A pesar de las múltiples conductas, la estampa que dejan los niños es homogénea, uniforme, signo de una armonía reconocible. Entre los padres, sin embargo, la composición humana es más compleja. Se adivina el gesto de quien, una vez han entrado los niños al colegio, ya no tiene nada que hacer hasta las dos. El de quien prefiere no volver a casa y barrunta dónde el pasar el tiempo mientras tanto. No falta la madre que deja a toda pastilla a su hijo frente a la puerta, con atuendos que delatan una actividad laboral de cara al público, y sale escopeteada ipso facto, de vuelta al coche, sin dejar de mirar el reloj. Tampoco falta el padre que deja a su hija en el colegio mientras mantiene una conversación a vida o muerte a través del móvil, tan temprano ya, a esta hora, mientras apenas dedica un gesto breve y rápido a su pequeña con la mano sin abrir, ya sabemos de qué va esto, cuando salgas del comedor vendrá alguien a por ti. Hay abuelas que han venido hasta aquí con el carrito de la compra, y de hecho el Dia les pilla enfrente y abre justo a esta hora, bien, dos pájaros de un tiro, todas las mañanas. Hay hombres que se meten en el bar de al lado a desayunar, o que despliegan el periódico con la parsimonia de un rabino. Hay madres con hiyab, un padre chino que trae a su hija en patinete y un frutero marroquí que lleva chanclas nieve, truene o hiele. Y luego está lo importante.

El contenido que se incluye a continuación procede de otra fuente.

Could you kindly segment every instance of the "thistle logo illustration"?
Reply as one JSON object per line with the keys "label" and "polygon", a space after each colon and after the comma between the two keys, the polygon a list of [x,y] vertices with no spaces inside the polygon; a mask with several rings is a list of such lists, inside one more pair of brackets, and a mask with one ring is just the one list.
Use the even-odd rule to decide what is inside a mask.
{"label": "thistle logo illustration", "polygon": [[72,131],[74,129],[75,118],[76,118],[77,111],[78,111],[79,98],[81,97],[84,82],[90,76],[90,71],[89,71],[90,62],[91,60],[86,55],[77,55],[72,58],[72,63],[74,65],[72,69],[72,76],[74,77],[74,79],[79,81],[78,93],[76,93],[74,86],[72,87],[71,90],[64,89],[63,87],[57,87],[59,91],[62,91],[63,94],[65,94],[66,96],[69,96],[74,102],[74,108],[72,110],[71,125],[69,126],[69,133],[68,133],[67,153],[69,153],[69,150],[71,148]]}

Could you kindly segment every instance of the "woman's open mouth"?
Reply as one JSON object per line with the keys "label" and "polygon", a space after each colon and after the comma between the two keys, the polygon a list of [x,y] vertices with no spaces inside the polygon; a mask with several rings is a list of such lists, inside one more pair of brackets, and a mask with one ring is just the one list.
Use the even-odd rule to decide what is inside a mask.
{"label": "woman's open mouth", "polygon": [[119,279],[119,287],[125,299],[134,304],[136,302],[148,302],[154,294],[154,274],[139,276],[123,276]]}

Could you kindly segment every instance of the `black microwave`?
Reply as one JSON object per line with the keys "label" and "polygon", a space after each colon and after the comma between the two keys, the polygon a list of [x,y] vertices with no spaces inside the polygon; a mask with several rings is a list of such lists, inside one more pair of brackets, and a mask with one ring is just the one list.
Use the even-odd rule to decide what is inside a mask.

Porque a uno le da por pensar, aquí, todas las mañanas, en el futuro que aguarda a todas esas criaturas que han entrado a sus clases. En lo mucho que nos jugamos los padres, y los que no son padres, respecto a la posibilidad de que les vaya bien, de que tengan las oportunidades que merecen, de que el desarrollo tenga sitio para todos ellos. Más aún, estos pequeñajos tendrán que ser mejores que nosotros, los padres que los acompañamos cada día hasta la puerta del colegio. No hay otra: nuestro curriculum, maldita sea, quitada la trampa de la experiencia, ya no nos da ni para vender la rápida. A veces pienso que no lo tienen nada fácil; otras, miro la estampa general de los padres que vamos allí arrastrando nuestros rostros por el suelo y me convenzo de que es pan comido. Nosotros les hemos dejado un mundo con epidemias, hambrunas, unos cuantos grados más de temperatura cada año y el reto de convertirlo en un lugar mejor. Por esto tengo cada vez más claro que este momento es el más importante del día. Todo, absolutamente todo lo demás, queda supeditado a esto. E igual estaría bien que las autoridades con capacidad de decisión lo tuvieran igual de claro, en lugar de tanta peleíta política. Quién sabe. A lo mejor sí.